22. Cell Cycle Checkpoints
Spindle-attachment checkpoint
Before anaphase (separation of chromosomes) there is a checkpoint to ensure the chromatids are correctly attached to the mitotic spindle
The kinetochore (where the chromatids attach to the spindle) is the structure that is monitored
Unattached kinetochores negatively regulate the activity of cdc20-anaphase promoting complex (APC), and anaphase is delayed

23. Cell Cycle Checkpoints
Exiting Mitosis
Degradation of the M phase cyclin/cdk complex (aka MPF) is required to proceed with the final activities of mitosis (spindle disassembly and formation of the nuclear envelopes).
This degradation is accomplished by ubiquitinylation of the complex.
The cdc20-APC complex is responsible for signaling the degradation and exit from mitosis.

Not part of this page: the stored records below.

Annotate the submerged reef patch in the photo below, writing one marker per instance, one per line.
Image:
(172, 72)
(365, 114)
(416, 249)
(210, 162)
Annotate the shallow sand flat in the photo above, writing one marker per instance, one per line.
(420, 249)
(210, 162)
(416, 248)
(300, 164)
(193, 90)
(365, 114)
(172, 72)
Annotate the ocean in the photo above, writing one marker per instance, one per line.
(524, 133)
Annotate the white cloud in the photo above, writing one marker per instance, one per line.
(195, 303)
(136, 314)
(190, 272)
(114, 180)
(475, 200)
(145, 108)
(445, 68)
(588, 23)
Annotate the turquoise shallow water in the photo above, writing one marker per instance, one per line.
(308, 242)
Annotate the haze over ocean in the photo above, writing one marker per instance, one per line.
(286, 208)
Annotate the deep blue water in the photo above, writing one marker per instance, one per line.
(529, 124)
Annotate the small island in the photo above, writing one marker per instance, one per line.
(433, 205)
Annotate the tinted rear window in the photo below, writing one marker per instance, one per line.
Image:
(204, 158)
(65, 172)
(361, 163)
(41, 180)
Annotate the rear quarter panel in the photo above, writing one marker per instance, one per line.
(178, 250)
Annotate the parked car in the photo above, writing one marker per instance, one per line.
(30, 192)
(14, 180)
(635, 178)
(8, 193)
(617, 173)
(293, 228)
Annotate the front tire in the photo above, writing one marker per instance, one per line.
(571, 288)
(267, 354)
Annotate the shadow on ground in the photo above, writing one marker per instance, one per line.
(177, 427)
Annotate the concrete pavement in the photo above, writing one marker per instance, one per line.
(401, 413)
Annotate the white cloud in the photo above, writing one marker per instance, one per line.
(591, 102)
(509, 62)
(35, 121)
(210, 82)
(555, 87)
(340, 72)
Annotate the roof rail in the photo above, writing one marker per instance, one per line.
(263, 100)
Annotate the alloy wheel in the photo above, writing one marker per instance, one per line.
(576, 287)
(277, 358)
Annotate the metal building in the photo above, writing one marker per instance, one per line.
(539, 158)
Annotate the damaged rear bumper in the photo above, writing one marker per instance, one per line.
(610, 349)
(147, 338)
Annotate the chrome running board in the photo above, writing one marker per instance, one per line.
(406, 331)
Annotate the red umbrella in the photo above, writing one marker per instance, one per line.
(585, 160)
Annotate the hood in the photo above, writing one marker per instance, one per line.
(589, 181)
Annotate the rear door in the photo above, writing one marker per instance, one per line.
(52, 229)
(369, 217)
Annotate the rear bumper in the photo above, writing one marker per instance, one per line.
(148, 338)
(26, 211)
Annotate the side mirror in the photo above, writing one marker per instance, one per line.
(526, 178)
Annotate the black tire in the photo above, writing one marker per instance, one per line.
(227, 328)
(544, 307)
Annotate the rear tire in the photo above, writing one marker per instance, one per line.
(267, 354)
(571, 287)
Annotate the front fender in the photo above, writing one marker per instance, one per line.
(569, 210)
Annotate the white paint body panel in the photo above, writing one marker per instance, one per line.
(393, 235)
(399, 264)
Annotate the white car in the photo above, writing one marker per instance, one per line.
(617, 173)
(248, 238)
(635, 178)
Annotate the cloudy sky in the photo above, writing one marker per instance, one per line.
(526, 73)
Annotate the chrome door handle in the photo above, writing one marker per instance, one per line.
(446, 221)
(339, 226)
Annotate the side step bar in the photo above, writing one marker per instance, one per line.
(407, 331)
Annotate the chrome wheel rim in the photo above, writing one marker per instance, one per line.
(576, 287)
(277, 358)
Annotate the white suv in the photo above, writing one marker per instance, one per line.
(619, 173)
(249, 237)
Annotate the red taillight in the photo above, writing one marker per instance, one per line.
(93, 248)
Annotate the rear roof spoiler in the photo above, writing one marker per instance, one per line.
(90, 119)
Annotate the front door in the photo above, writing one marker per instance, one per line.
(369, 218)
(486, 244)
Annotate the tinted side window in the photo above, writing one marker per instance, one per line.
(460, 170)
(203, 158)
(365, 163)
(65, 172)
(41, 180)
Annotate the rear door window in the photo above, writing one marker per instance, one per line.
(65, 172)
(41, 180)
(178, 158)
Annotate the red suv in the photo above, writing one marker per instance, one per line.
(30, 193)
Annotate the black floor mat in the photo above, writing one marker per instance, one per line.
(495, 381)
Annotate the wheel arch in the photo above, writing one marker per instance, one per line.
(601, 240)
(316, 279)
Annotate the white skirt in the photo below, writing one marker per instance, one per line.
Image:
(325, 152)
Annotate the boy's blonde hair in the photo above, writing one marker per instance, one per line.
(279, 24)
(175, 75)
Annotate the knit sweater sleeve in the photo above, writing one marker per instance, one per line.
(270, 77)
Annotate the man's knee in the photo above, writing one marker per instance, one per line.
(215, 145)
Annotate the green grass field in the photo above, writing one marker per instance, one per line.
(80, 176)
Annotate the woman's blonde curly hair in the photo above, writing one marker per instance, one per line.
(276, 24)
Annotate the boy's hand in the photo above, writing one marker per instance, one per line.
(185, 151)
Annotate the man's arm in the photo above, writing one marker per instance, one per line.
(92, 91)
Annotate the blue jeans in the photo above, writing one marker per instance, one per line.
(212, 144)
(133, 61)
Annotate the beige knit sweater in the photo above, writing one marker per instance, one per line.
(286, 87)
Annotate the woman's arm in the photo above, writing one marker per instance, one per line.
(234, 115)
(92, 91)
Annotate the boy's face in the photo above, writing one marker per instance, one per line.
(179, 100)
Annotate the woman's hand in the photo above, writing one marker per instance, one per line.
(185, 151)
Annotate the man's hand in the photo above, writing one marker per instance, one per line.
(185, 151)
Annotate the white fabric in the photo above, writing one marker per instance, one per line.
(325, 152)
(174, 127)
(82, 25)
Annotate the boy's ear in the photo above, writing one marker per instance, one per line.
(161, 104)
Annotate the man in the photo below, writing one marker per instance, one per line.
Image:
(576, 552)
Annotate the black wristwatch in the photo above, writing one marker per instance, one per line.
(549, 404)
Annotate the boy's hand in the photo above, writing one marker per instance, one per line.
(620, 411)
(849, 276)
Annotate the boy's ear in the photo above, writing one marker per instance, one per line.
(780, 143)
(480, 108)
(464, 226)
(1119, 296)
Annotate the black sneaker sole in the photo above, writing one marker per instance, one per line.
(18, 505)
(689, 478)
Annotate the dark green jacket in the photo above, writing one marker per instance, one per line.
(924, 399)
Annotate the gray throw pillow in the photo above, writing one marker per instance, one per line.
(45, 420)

24. Some Cell Cycle Summary Figures
A table listing some of the players in cell cycle regulation and where they act.
A schematic summary of the cell cycle regulators.

25. Developmental Links
Because cell divisions have to start and stop at the right times during development, many developmental events are marked by changes in the cell cycles
Cell cycle regulation and regulation of developmental transitional events are often intertwined

26. Early Embryonic Divisions in Xenopus
After fertilization, the Xenopus embryo goes through 12 rapid and synchronous cell cycles which are essentially alternating M and S phases (G1 and G2 are dramatically reduced).
These cell cycles are driven by maternally supplied proteins and mRNAs
Mid-blastula transition (MBT): At cycle 13 maternal transcripts are destroyed; zygotic transcription begins; cell cycles change to include extended G1 and G2 phases
How is this developmental transition accomplished?
The answer lies in miRNAs, which bind to sequences in the 3´ untranslated regions of maternal RNAs and direct their deadenylation, leading to their degradation.
References:
Lund, E. et al Deadenylation of maternal mRNAs mediated by miR-427 in Xenopus laevis embryos. RNA 15, 2357.
Giraldez, A.J Zebrafish MiR-430 promotes deadenylation and clearance of maternal mRNAs. Science 312, 75.